A DBA's Journey into the Cloud and Big Data: Understanding What is a NoSQL Database?

Everyone is trying to Understand NoSQL Databases

When I work with customers that are looking at Big Data and Hadoop solutions, I am often asked to define what NoSQL databases are. There is a lot of information being written about NoSQL databases because they are one of the hot technology areas of Big Data. I'm going to help explain NoSQL databases to make it easier to understand how NoSQL databases fit into Big Data ecosystems.

Understanding Big Data

Traditional systems (relational databases and data warehouses) have been the way most organizations have stored, managed and analyzed data.
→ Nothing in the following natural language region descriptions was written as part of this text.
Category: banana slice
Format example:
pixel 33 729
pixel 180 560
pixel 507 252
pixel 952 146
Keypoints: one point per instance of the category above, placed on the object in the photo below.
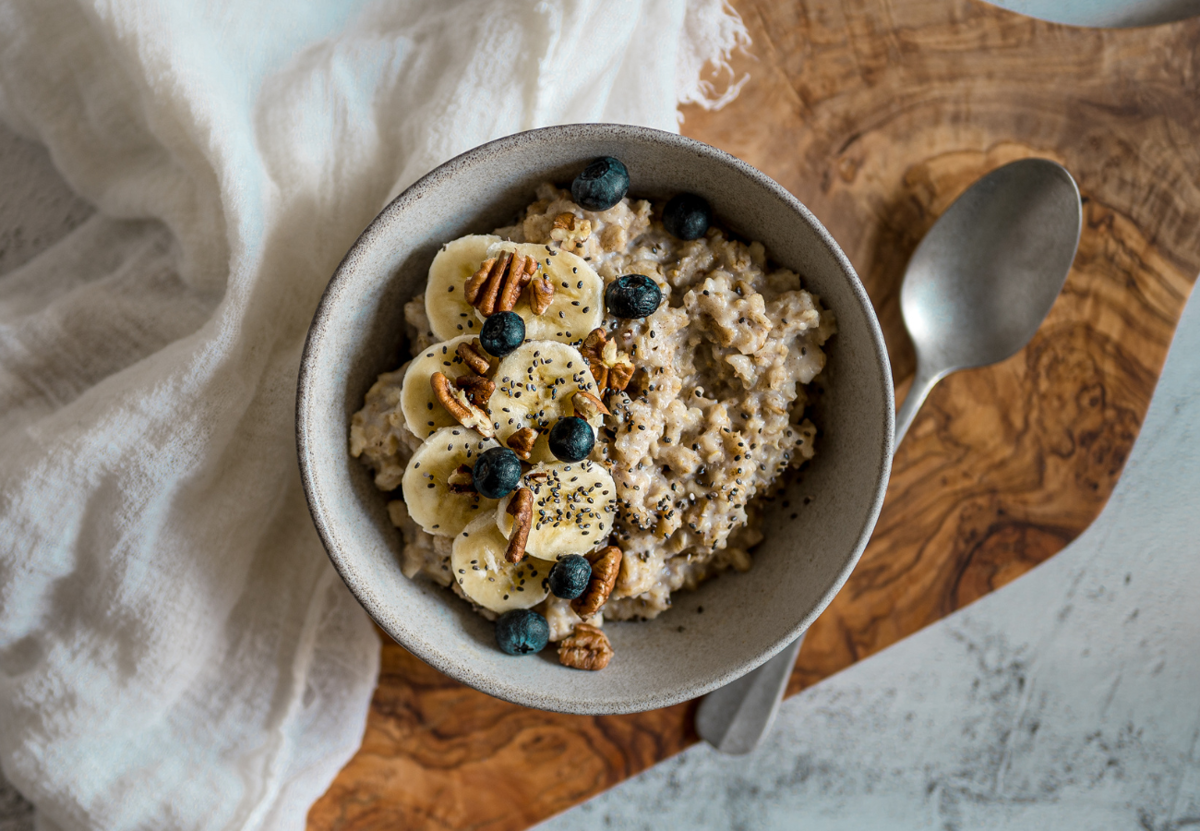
pixel 423 413
pixel 573 508
pixel 577 306
pixel 448 310
pixel 534 384
pixel 431 502
pixel 487 578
These traditional systems are not going anywhere, what they do, they do well. However, today's data environment has changed significantly and traditional systems have difficulty working with a large part of the data of today (Big Data). Big data has been given a lot of different definitions, but what it really is, is a data environment that meets one or more of the following criteria:

A large amount of data to be stored, processed and analyzed.
Data that often has large amounts of semi-structured or unstructured data.
Data that can have large data ingestion rates.
Large amounts of data that have to be processed quickly.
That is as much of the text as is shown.